On Monday morning, leading government officials announced that the project would likely not go forward. As a result, Gabriel Resources stocks plunged on the Toronto stock market. Gabriel Resources has threatened to sue the government of Romania for $4 billion dollars in damages for breach of various international trade agreements and provisions of international trade as set out by the World Trade Organization and the General Agreement on Tariffs and Trade.

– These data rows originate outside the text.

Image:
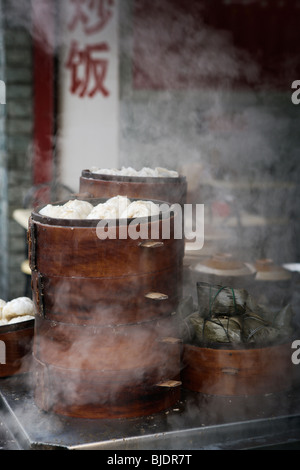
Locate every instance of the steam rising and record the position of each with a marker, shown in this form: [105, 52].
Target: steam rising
[236, 140]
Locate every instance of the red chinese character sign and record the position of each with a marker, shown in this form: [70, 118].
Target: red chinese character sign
[89, 88]
[88, 70]
[92, 15]
[86, 63]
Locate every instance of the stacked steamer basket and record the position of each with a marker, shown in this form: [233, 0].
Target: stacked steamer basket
[105, 334]
[16, 348]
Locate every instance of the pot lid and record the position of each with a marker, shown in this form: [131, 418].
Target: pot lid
[223, 264]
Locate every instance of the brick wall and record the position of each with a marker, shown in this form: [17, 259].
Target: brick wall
[18, 143]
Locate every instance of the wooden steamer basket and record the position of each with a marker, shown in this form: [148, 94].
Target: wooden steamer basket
[16, 340]
[105, 337]
[237, 372]
[173, 190]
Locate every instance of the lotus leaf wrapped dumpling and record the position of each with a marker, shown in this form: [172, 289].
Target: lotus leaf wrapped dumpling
[256, 330]
[220, 300]
[217, 329]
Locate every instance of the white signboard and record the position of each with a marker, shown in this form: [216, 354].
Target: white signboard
[88, 88]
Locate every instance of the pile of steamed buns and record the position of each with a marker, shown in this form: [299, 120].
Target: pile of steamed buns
[118, 207]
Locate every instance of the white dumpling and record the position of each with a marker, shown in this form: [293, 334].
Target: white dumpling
[18, 307]
[76, 209]
[140, 209]
[148, 172]
[120, 203]
[52, 211]
[102, 211]
[164, 173]
[20, 319]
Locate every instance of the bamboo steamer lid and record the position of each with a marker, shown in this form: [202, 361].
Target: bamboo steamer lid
[223, 264]
[267, 270]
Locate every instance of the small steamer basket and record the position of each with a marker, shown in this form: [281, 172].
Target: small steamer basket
[237, 372]
[173, 190]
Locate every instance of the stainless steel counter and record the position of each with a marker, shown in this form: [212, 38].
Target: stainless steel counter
[198, 422]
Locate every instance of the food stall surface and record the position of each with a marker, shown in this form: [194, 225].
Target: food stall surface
[198, 421]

For every cry against cyanide and every call for solidarity and peaceful protest among the cheers and chants of the protesters, the bottom line issue is the extent to which government (in Romania and elsewhere) allows corporations to dictate national policy. The roots of this predicament run deep: in the last decade of Communism in Eastern Europe and the USSR, the Western world, under the leadership of Thatcher and Reagan, found itself deregulating, trusting in the markets, forcing states to back off of the economic reigns in what would be called the Washington Consensus. As the revolutions of '89 and '90 caused Communist states to fall one after the other like dominos, the hold of neoliberalism was almost absolute in places like the International Monetary Fund, the World Bank, and many of the most powerful international actors.

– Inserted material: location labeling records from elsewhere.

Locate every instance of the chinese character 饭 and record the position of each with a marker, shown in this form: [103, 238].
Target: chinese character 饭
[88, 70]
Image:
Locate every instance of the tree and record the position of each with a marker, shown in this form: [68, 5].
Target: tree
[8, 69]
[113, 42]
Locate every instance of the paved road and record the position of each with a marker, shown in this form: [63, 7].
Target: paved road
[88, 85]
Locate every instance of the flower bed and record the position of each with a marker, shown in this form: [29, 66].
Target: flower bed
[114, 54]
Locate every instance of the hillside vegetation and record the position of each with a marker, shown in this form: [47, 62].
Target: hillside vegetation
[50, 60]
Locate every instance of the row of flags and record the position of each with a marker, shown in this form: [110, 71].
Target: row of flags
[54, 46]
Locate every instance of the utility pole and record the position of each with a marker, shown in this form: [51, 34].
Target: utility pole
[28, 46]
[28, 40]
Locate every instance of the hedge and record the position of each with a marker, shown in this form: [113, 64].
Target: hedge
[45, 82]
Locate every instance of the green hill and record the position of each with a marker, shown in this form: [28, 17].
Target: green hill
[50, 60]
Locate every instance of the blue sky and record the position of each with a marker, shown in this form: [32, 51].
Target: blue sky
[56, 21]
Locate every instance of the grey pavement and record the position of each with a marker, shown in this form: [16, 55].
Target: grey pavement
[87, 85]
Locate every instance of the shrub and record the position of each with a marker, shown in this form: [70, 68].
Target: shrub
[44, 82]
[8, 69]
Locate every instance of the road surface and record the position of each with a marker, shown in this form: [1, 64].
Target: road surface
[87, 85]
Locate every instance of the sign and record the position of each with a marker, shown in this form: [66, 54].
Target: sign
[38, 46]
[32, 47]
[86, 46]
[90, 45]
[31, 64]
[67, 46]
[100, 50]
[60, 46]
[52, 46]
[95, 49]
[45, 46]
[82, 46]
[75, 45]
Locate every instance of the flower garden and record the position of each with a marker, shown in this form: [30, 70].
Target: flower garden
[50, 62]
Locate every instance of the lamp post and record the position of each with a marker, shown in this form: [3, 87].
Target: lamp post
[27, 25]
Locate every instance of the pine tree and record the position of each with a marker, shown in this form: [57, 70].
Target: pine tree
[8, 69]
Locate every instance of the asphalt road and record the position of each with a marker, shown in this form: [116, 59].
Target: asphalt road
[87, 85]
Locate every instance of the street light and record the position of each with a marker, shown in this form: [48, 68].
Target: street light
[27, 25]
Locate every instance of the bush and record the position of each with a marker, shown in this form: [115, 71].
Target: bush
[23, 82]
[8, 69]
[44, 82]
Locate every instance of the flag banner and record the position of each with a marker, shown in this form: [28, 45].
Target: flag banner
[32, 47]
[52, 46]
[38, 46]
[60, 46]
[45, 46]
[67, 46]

In response, Romania, like many other countries, liberalized its economy. Following the advice (often attached as mandatory requirements to development loans) of the West, many countries opened up and deregulated their economies, privatized industries, and clamored for foreign direct investment. In Romania's case, foreign corporations gobbled up domestic businesses and closed them down while opening up new businesses that sent profits to shareholders and states abroad. Certainly, there was government corruption involved, but many of the deals may have been technically legal at the same time.

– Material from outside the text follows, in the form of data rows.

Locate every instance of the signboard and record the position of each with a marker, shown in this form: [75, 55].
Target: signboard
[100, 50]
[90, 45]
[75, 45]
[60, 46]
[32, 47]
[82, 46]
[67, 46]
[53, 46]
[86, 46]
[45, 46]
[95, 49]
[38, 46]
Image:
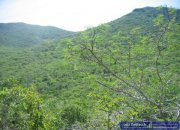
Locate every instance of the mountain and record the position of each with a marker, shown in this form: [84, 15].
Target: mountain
[99, 77]
[26, 35]
[140, 17]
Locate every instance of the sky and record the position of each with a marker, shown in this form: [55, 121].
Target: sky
[72, 15]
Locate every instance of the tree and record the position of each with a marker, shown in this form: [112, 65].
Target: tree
[21, 108]
[135, 66]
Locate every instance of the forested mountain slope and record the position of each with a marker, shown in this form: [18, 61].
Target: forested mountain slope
[125, 70]
[26, 35]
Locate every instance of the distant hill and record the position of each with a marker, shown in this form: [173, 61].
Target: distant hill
[140, 17]
[25, 35]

Last week's protests succeeded in halting the travesty in Roşia Montana, but negotiations may well shift to a courtroom abroad, where those same voices are mute. The contract between the Romanian subsidiary of Gabriel Resources -- previously hidden from public view -- will be disclosed in the next few days, and then we'll likely know more about how far the Romanian government has gone in contracting away its sovereign power.

This conflict clearly illustrates the increasing tensions between free market trade principles embodied in bilateral investment treaties and WTO/GATT law and the rights of citizens to enjoy the promises of democracy. Just today, parliament walked back its promise to hold an emergency vote, electing instead to open a special commission to debate the law that would be passed for Gabriel Resources, effectively buying time in the hope that the protests subside. But clearly, the protests -- in this case and others -- will continue. It remains to be seen whose interests will be promoted in the social contract between a state and its people.